A month earlier, there were media reports that Ford planned to cut about 3200 jobs in Europe, including as many as 2500 product development jobs and 700 executive positions, with Germany being the most affected. The layoffs will eliminate about 65 per cent of the carmaker's jobs in Europe, while Ford will also transfer some product development work to the US. However, Ford officials did not respond to the news at the time.
In fact, under the background that electrification has become a major trend of automobile development in the future, the demand for personnel in vehicle R & D and manufacturing has also changed obviously, and layoffs are not uncommon in the automobile industry. In April, Stellantis plans to lay off about 3500 hourly workers in the United States and offer voluntary severance programs, including $50000 to workers hired before 2007. GM laid off hundreds of contract workers at the Global Technology Center in Warren and elsewhere in early May with a view to cutting its budget by $2 billion by the end of next year. On May 4th Volvo announced plans to cut 1300 jobs in Sweden and will continue to cut jobs in the future, also to cut costs.

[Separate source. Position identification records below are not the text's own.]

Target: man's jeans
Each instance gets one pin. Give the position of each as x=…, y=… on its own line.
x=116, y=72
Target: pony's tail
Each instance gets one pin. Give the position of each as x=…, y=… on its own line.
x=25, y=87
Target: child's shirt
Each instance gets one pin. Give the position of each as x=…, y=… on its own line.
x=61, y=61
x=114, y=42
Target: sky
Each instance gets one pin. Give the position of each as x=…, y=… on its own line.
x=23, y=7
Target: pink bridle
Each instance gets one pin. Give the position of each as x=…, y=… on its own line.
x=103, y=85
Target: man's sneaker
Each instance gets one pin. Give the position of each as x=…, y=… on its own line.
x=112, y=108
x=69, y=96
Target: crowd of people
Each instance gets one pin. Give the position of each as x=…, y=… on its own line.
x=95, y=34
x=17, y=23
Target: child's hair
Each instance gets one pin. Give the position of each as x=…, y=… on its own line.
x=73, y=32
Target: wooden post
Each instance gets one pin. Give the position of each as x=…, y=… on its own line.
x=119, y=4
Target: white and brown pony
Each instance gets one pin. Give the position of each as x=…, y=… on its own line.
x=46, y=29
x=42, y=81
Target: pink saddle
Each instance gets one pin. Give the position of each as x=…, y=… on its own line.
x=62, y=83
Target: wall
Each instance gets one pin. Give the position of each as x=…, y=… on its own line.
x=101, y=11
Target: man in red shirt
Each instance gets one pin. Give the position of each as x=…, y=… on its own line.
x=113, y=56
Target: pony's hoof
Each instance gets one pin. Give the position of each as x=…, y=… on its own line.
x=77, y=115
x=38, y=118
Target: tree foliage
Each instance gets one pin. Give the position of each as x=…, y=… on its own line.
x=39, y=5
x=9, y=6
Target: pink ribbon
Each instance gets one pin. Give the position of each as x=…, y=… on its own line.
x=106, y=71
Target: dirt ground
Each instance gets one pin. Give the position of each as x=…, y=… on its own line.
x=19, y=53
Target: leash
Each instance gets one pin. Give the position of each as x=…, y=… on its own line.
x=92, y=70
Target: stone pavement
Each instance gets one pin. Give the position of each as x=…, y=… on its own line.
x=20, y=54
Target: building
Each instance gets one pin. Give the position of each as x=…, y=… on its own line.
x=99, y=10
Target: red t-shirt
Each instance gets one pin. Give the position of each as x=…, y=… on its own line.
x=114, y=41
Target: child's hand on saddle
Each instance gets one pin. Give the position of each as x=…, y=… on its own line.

It was previously reported that Ford is spending 50 billion dollars to accelerate its electric transformation, which is relatively easy to build compared to traditional fuel cars, does not require too many engineers, and layoffs could help Ford revive its European operations. Ford's cumulative revenue in the first quarter of 2023 was $41.5 billion, up 20 per cent from a year earlier, according to the latest earnings figures.
Automobile manufacturing is a project whose investment cost is relatively high but it is difficult to get a return in the short term. at present, the automobile market is in a critical stage of transition to new energy vehicles, and in the predicament of transformation, many automakers choose to lay off staff or to increase revenue and reduce expenditure. "Automotive Industry concern" believes that with the change of the electrification pattern of the domestic car market, the life of the joint venture brand with relatively slow electrification transformation in the Chinese market will become more and more difficult.